Markam F. Palisbo filed suit against Glen Clemente and his parents, for the injuries he sustained in the accident, and was awarded judgment in the sum of $30,000. Michael M. Ramos and Carole T. Ramos, parents of Neal Ramos, filed suit against the same defendants for the death of their son, and obtained judgment in the sum of $42,027.21.

State Farm Fire and Casualty Company was the insurer of the automobile driven by Glen Clemente, under an insurance policy with bodily injury limits of liability of $10,000 per person and, subject to said limit per person, $20,000 per accident. The insurance company filed an interpleader action in circuit court, asking the court to prorate the policy limits of $20,000 among the passengers entitled thereto. The trial court did so by allocating $6,000 to Markam Palisbo, $6,500 to Michael M. Ramos and Carol T. Ramos, and the balance to Kurt Bruhn and the survivors of Richard Muneoka.

At the time of the accident, Markam Palisbo was covered by a policy of insurance issued by Hawaiian Insurance & Guaranty Company, Limited containing an uninsured motorist provision which required the insurance company to pay "all sums which the insured or his legal representative shall be legally entitled to recover as damages from the owner or operator of an uninsured motor vehicle because of bodily injury sustained by the insured." Neal Ramos and his parents were insured under a similar policy by Government Employees Insurance Company. Both policies placed a liability limit of $10,000 per person and, subject to such limit, $20,000 per accident.

Suit was filed by Palisbo and the parents of the deceased Neal Ramos against their respective insurance companies, each seeking the maximum amount of $10,000, under their "uninsured motorist" policies. The defendant insurance companies denied liability. The parties moved for summary judgment. The trial court denied the insurance companies' motions and granted judgment in part for the plaintiffs. It awarded $4,000 to Plaintiff Palisbo, and $3,500 to Plaintiffs Ramos.

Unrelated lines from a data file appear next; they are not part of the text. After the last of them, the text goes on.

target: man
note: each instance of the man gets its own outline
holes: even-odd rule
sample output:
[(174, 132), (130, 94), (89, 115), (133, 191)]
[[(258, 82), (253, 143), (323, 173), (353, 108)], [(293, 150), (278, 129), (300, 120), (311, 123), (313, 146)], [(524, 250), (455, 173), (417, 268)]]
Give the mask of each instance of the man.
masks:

These amounts represented, in the case of Palisbo, the difference between the sum of $6,000 he received from the negligent driver's insurance carrier (State Farm) and his uninsured automobile policy limit of $10,000 and, in the case of the Ramoses, the difference between the $6,500 they received *1353 from State Farm and their uninsured policy limit of $10,000. From these judgments the plaintiffs appeal, and the defendants cross-appeal.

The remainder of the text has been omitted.